貴方に最上感謝すると共に貴方に家の財産を託します」


というものだった。


一さんは内容を知らなかったのだろうか。慌てて私から遺言書を奪って帰ってしまった。


嫌いだった奥様がそんなに私のことを大事に思ってくれていたなんて考えたこともなかった。

奥様の気持ちを知らずに毛嫌いばかりしていたことが申し訳なくなってしまって私は目から涙をこぼす。


「ごめんなさい、ごめんなさい」




3月27日。

ようやく不知火菜穂香さんのお子さんを産むことが出来た。


可愛い元気な男の子だ。


菜穂香さんの知り合い方はとても喜んで病院を後にした。

次の日、齊藤清香さんが見舞いに来てくれて私の体調の悪さを察してくれた。

私の中にはもう一人子どもがいるってこともだ。



私は清香さんに相談してみた。

家の財産を託され、事実上の跡継ぎとなった私がこうしていて良いのだろうか、と。


清香さんは「今はお腹の子のことを考えてあげなさい。それが先よ」と私を叱ってくれたけども。

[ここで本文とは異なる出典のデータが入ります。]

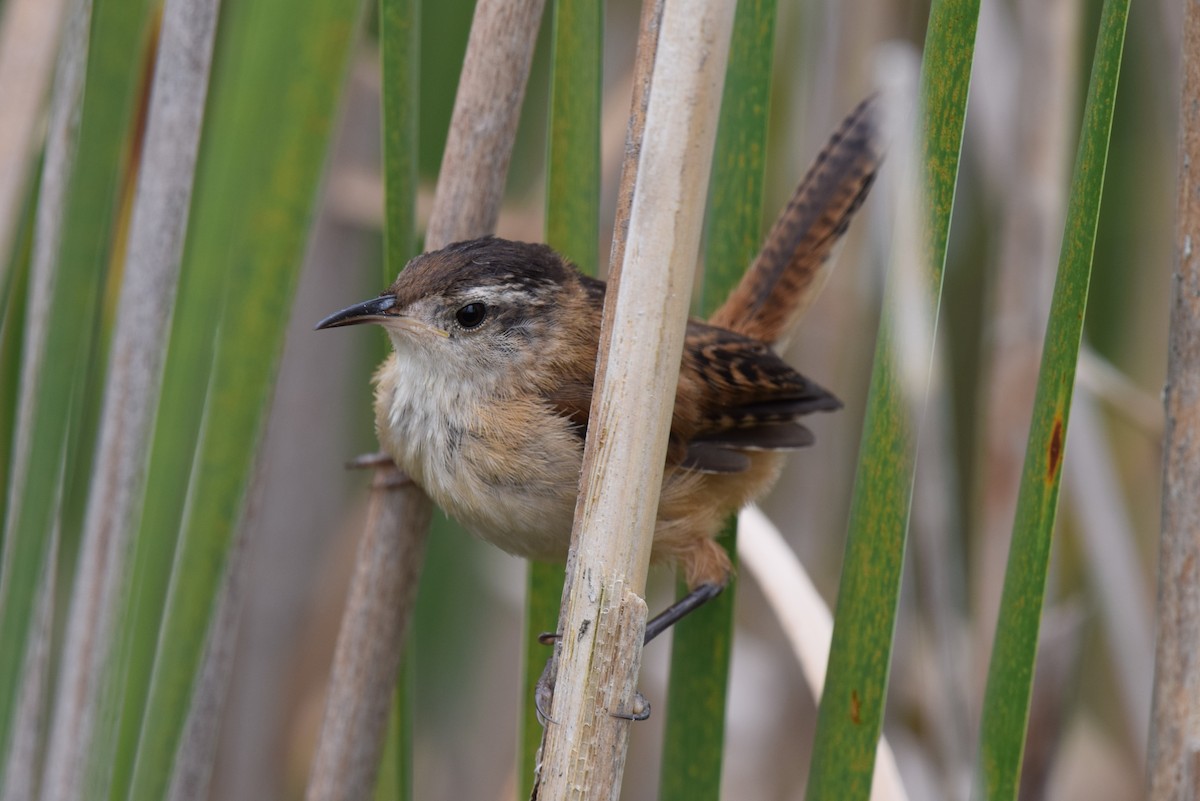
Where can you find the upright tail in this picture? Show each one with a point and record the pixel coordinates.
(792, 266)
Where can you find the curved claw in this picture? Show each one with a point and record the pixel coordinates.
(641, 710)
(544, 693)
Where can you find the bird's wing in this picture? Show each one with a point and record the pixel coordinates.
(748, 399)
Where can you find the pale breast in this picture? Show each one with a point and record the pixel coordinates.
(516, 492)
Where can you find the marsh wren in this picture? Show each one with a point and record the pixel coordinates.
(485, 399)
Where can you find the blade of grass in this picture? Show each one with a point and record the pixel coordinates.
(267, 137)
(1011, 670)
(851, 712)
(466, 205)
(148, 290)
(573, 228)
(400, 53)
(70, 259)
(702, 643)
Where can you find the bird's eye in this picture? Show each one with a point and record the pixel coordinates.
(471, 315)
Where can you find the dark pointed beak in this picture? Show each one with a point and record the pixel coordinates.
(371, 311)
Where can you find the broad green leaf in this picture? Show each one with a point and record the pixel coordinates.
(851, 712)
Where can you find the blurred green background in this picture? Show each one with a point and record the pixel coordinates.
(1092, 691)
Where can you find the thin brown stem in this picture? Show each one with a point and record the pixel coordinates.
(1175, 716)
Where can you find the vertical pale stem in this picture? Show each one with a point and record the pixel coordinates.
(604, 618)
(467, 204)
(148, 291)
(29, 34)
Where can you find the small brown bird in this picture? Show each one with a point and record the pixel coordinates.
(485, 401)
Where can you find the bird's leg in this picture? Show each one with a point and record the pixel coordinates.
(676, 612)
(544, 691)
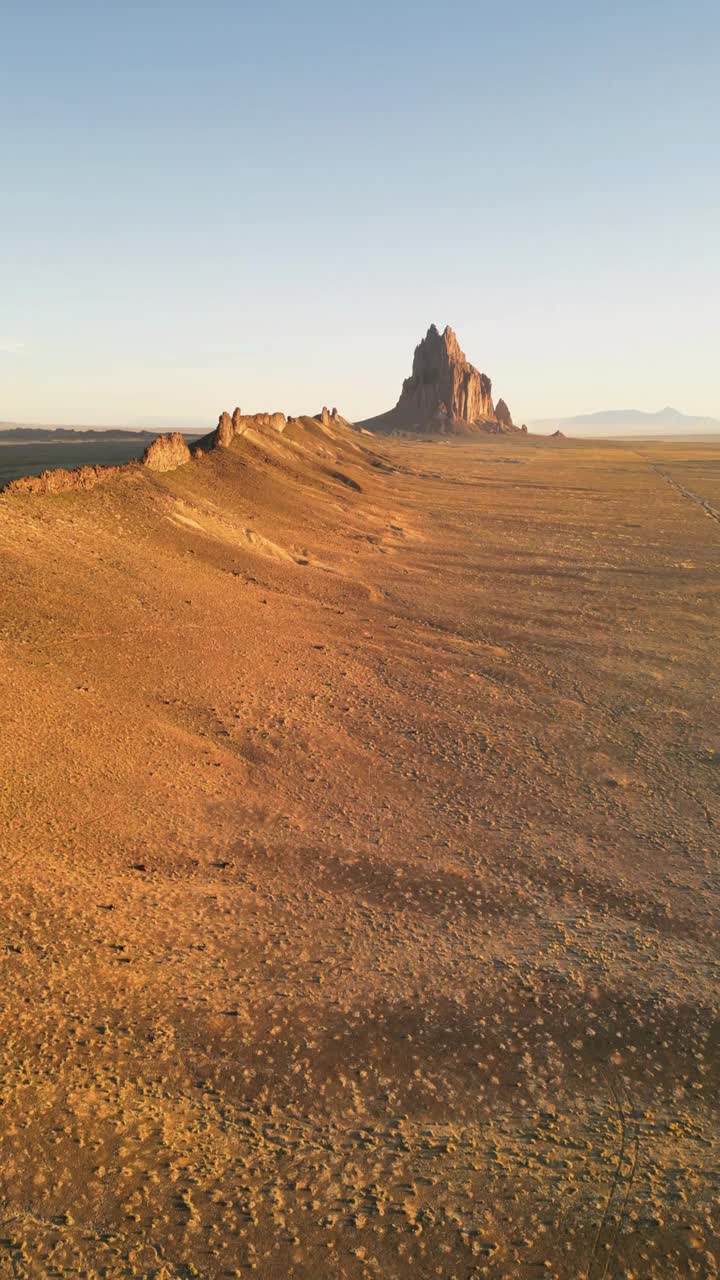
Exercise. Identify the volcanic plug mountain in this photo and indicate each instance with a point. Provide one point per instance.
(445, 393)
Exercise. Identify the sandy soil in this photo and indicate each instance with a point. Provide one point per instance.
(359, 856)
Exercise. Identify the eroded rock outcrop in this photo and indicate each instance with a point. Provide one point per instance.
(167, 452)
(502, 414)
(62, 480)
(443, 393)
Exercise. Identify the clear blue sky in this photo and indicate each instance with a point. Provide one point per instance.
(226, 202)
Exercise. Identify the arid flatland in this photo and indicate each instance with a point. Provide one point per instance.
(359, 845)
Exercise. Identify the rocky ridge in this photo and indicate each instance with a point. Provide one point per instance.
(167, 452)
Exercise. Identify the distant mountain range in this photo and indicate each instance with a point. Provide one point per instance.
(630, 421)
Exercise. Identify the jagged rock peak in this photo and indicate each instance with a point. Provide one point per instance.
(445, 393)
(167, 452)
(443, 384)
(502, 414)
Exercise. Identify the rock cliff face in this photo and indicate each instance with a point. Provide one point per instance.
(443, 393)
(502, 414)
(167, 452)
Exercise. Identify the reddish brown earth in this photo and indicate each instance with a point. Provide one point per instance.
(359, 833)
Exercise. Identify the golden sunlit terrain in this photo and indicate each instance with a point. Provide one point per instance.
(359, 833)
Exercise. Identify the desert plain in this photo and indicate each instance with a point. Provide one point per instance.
(359, 853)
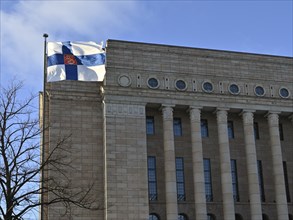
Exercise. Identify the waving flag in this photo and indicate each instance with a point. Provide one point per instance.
(83, 61)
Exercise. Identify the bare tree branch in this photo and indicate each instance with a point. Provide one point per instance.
(21, 164)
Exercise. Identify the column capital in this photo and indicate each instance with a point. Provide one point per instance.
(246, 111)
(167, 111)
(247, 117)
(291, 117)
(272, 113)
(222, 114)
(194, 113)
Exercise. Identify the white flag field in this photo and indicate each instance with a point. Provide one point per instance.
(84, 61)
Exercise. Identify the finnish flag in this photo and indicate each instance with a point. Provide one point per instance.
(83, 61)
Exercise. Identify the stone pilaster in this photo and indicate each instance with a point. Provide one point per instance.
(291, 118)
(225, 163)
(169, 159)
(126, 184)
(251, 163)
(197, 164)
(278, 172)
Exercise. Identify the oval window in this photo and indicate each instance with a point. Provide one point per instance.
(180, 85)
(207, 87)
(259, 91)
(284, 92)
(153, 83)
(234, 89)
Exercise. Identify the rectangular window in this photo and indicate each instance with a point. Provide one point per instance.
(260, 181)
(286, 181)
(152, 178)
(230, 130)
(281, 132)
(234, 181)
(208, 180)
(180, 179)
(177, 127)
(256, 131)
(150, 125)
(204, 128)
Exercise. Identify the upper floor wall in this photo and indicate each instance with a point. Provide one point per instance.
(162, 73)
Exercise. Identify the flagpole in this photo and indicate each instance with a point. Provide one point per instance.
(43, 127)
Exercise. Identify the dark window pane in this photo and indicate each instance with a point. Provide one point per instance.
(180, 179)
(153, 217)
(230, 130)
(234, 181)
(208, 180)
(256, 131)
(204, 128)
(177, 127)
(150, 125)
(281, 132)
(286, 181)
(152, 179)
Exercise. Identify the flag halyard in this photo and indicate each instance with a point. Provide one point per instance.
(83, 61)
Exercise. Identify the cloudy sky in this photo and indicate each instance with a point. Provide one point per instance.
(249, 26)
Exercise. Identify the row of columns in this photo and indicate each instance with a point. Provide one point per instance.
(225, 166)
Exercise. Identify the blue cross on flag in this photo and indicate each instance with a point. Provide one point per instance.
(83, 61)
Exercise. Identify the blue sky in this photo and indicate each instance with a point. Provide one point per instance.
(263, 27)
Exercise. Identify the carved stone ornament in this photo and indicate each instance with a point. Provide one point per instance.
(167, 112)
(273, 119)
(222, 116)
(247, 117)
(124, 110)
(194, 114)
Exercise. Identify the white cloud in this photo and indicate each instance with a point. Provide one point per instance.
(24, 23)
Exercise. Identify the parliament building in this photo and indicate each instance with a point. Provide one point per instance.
(179, 133)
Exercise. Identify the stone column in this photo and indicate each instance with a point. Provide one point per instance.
(169, 159)
(278, 172)
(291, 118)
(251, 163)
(197, 164)
(226, 177)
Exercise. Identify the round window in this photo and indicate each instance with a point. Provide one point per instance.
(259, 91)
(124, 80)
(234, 89)
(284, 93)
(207, 87)
(180, 85)
(153, 83)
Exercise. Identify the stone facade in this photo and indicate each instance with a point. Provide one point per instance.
(110, 144)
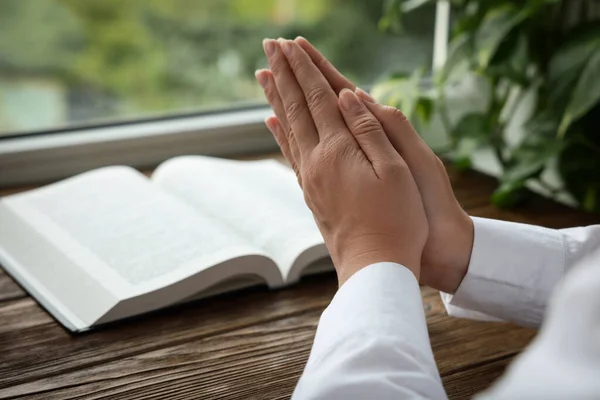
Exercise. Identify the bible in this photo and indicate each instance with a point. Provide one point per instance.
(111, 243)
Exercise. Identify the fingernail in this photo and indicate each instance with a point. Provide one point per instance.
(269, 123)
(286, 46)
(269, 46)
(365, 96)
(262, 78)
(349, 100)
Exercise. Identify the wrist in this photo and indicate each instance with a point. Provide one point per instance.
(456, 265)
(351, 256)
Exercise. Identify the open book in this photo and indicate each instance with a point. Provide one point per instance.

あの日以来、見舞いにも来なくなった一さんのことが心配だった。


きちんとご飯は食べているだろうか。お風呂だって、部屋の片付けだって。全部給仕に任せ切りになってないだろうか。私がいてあげないと。



二日後に、息子の大和が産まれた。


私は泣いて喜んでそのまま意識を失った。

目が覚めた時、私の目には怖い顔をした一さんが映った。


「一さん……」

「目、覚めたか」

「はい…」


久しぶりに交わした会話なのにぎこちなさを感じる。

私は彼の手に握られているものを見て彼が何故ここに来たのかを察した。私と会話を交わすのだってそれを言いに来たのだろう。

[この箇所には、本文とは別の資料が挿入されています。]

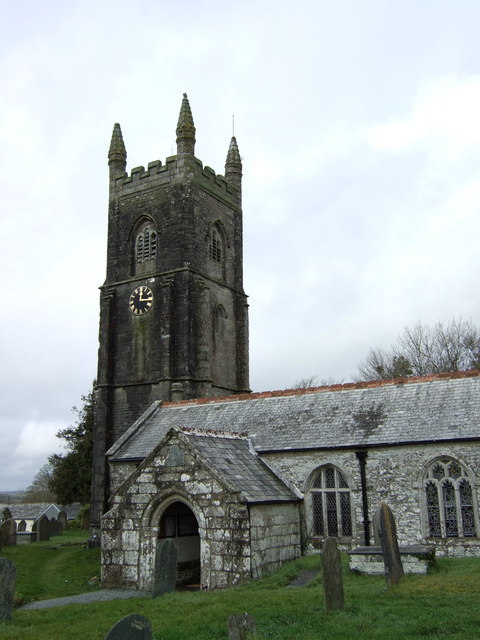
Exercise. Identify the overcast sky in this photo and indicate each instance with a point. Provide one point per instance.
(358, 125)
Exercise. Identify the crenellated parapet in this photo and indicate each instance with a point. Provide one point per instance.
(157, 174)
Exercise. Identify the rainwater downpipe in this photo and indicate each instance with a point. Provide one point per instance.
(362, 461)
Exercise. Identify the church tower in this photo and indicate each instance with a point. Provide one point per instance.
(173, 312)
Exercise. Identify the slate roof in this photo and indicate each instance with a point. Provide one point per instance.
(242, 468)
(409, 410)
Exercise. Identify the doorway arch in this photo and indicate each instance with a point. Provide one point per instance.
(179, 523)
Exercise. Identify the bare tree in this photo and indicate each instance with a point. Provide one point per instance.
(423, 350)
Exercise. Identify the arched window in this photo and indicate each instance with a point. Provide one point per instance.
(331, 503)
(451, 510)
(145, 243)
(216, 249)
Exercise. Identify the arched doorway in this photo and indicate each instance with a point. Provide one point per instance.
(179, 522)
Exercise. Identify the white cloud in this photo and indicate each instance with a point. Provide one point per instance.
(444, 117)
(36, 441)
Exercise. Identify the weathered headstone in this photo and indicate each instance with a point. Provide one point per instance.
(55, 528)
(332, 576)
(8, 533)
(62, 518)
(7, 588)
(132, 627)
(389, 543)
(241, 627)
(376, 528)
(43, 529)
(85, 519)
(165, 572)
(6, 514)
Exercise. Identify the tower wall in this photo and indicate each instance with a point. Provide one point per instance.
(174, 229)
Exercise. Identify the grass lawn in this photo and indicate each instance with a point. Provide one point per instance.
(441, 605)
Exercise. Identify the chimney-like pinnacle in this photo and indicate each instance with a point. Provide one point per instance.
(185, 129)
(233, 165)
(117, 154)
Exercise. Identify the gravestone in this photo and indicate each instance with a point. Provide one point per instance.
(7, 588)
(54, 528)
(85, 520)
(62, 518)
(43, 529)
(241, 627)
(332, 576)
(132, 627)
(165, 572)
(8, 533)
(388, 540)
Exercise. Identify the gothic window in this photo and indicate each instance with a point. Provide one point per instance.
(216, 250)
(145, 244)
(450, 508)
(331, 503)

「……お願いします。息子のことをどうか、お願いします」

「ああ、分かっている。だからお前はゆっくり休め」


そう言って私の体に繋がっている点滴に黄色い液体を流した。



「……さ…よ…うなら……。…元気に……育って……ね…」

声にならない声で必死に伝えた。




それが私の最期の言葉だった。









高校受験も中学の卒業式も終わり、迎えた3月27日。


私と清香さん、由紀菜さんは本郷家の人達と共に本郷楓さんのお墓参りに向かった。


この墓標地帯は本郷家が管理しているもので、先祖代々を順に並べてあり、その中でも先代の位置に本郷楓さんのお墓があった。

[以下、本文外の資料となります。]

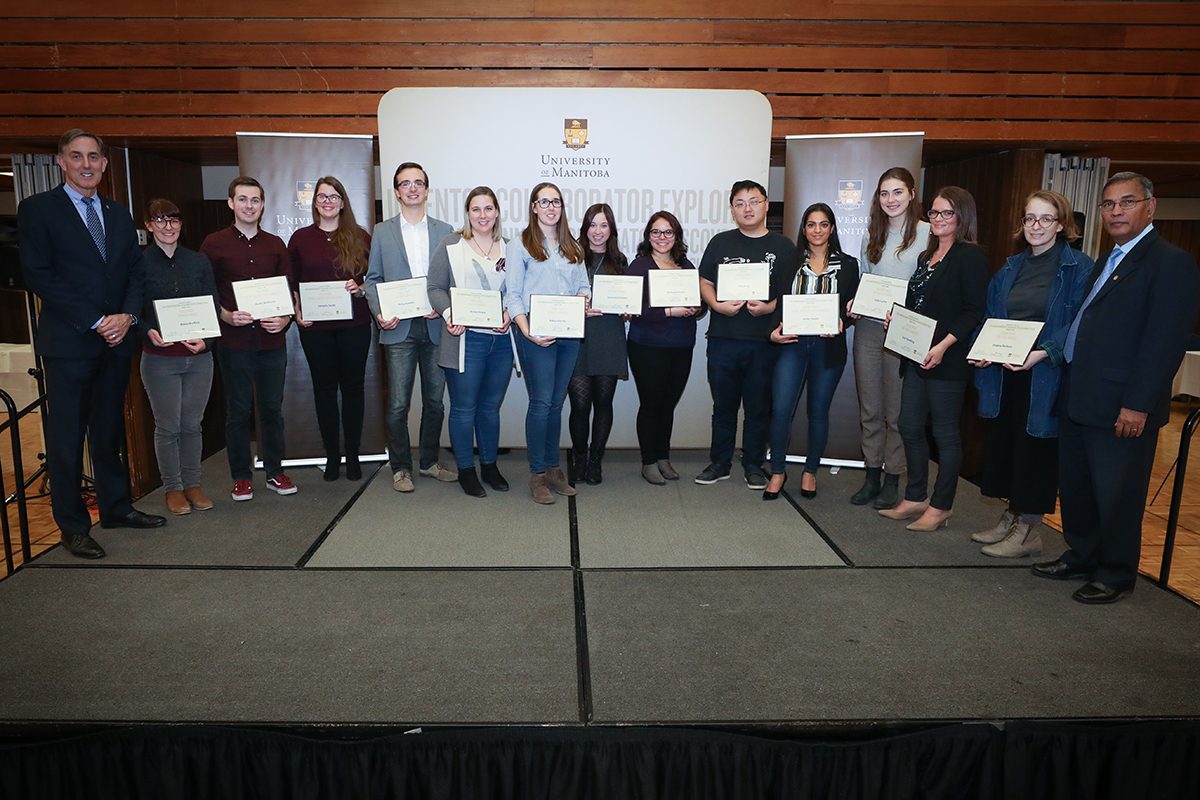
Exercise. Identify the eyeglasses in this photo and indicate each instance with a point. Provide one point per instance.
(1125, 204)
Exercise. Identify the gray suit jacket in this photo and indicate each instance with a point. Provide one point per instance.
(389, 262)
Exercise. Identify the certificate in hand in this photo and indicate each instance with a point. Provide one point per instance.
(475, 307)
(559, 317)
(324, 300)
(743, 281)
(876, 295)
(910, 335)
(810, 314)
(264, 296)
(617, 294)
(187, 318)
(673, 288)
(1005, 341)
(403, 299)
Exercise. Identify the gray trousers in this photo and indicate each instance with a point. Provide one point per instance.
(877, 377)
(178, 388)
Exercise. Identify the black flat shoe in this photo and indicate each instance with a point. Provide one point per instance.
(767, 494)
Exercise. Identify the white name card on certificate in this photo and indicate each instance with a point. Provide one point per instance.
(617, 294)
(558, 317)
(324, 300)
(475, 307)
(264, 296)
(876, 294)
(743, 281)
(810, 314)
(910, 335)
(1005, 341)
(181, 319)
(673, 288)
(403, 299)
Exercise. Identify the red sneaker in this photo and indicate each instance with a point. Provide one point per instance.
(281, 485)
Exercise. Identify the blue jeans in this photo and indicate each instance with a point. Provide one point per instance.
(799, 365)
(403, 360)
(547, 370)
(739, 376)
(475, 396)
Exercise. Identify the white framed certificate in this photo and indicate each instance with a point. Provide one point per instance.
(264, 296)
(403, 299)
(181, 319)
(910, 335)
(555, 316)
(324, 300)
(743, 281)
(810, 314)
(876, 294)
(617, 294)
(673, 288)
(475, 307)
(1005, 341)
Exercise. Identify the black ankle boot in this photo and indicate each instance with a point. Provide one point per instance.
(870, 487)
(469, 482)
(889, 494)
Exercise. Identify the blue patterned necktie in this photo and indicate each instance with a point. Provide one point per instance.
(94, 227)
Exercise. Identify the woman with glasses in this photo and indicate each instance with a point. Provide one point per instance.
(478, 361)
(601, 354)
(660, 344)
(815, 361)
(178, 376)
(334, 247)
(949, 286)
(895, 235)
(545, 260)
(1045, 282)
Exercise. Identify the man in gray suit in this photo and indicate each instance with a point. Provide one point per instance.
(400, 250)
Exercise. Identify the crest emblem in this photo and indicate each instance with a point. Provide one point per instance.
(575, 133)
(850, 194)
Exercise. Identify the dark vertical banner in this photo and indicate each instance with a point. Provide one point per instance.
(288, 164)
(840, 170)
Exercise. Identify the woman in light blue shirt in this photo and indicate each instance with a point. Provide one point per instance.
(547, 260)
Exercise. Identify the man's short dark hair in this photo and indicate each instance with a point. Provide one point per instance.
(742, 186)
(409, 164)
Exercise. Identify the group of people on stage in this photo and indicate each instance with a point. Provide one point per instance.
(1079, 415)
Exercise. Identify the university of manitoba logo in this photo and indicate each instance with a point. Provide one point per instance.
(850, 194)
(575, 133)
(304, 193)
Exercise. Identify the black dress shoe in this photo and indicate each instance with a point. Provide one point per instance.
(1097, 594)
(83, 546)
(135, 519)
(1059, 570)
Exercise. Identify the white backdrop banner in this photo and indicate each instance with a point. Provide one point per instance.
(639, 150)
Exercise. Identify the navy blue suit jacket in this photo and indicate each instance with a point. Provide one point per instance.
(1133, 335)
(77, 287)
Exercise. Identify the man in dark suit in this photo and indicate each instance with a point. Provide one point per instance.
(79, 254)
(1122, 349)
(400, 250)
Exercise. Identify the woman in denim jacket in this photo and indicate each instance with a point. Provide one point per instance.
(1045, 282)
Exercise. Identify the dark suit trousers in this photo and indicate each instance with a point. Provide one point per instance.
(85, 397)
(1102, 491)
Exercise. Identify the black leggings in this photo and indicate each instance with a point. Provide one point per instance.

私はお墓の作法や礼儀など何も知らないので見様見真似で参る。


綺麗に掘られた『本郷楓』という名前の横に掘られてある『結以』という字に目を惹かれ、その名前を撫でた。




墓参りが終わり、両家兼ねての簡単な晩餐を行った。

初めて食べた高級料理の味に感動しつつ話にも混じった。


大和くんの父親である一さん。

一さんと清香さんは何らかの確執があるのだろうか。先程から互いに避けあってるようにも見える。

私は隣に座っている由紀菜さんに周りに聞こえないような声で聞いてみた。


二人は大和くんの親権がどちらにあるのかという話で揉め、お母さんの「この子は貴方が育ててあげてください、その方がこの子も幸せだと思いますから」という一言で話が終わったそうだ。


だからその話を聞いて私は思った。



「一さん、清香さん。大和くんは一さんに育ててもらって正解だと思います。一さんが育ててくれたおかげで私のような生き方をしなくて済んだんですから。だからこれで良かったんですよ」


私はありのままを伝えた。


一さんは意外そうな顔で驚いてみせた。大和くんは私の顔を見て顔を歪ませた。清香さんは私を見て呆れたような顔。由紀菜さんはいつもと変わらない笑顔。



仕方なさそうに一さんは話し始めた。楓さんが亡くなったあとのこと。大和くんが似ても似つかない顔をしていたこと。

まともに自分で育ってこなかった自分がどうやって子を育てればいいのか分からず悩んだ時期があったことなど。



怖いと思ってた人の意外な一面を知って嬉しくなったのを覚えている。


最後に『結以』の話が上がって私の意識は暗転した。

『結以』は楓さんの気持ちや想いを私の中で感じている。皆も私や『結以』の幸せを望んでくれている。


だからもういいと思った。


私はこれまでたくさんの人から幸せを貰って生きてきて、それを今度は『結以』にも受けてもらいたいと思ったし与えたい。







この時に私は『植村彼方』を結以に託した。


『私』は結以の一部となってこれからも生きていく。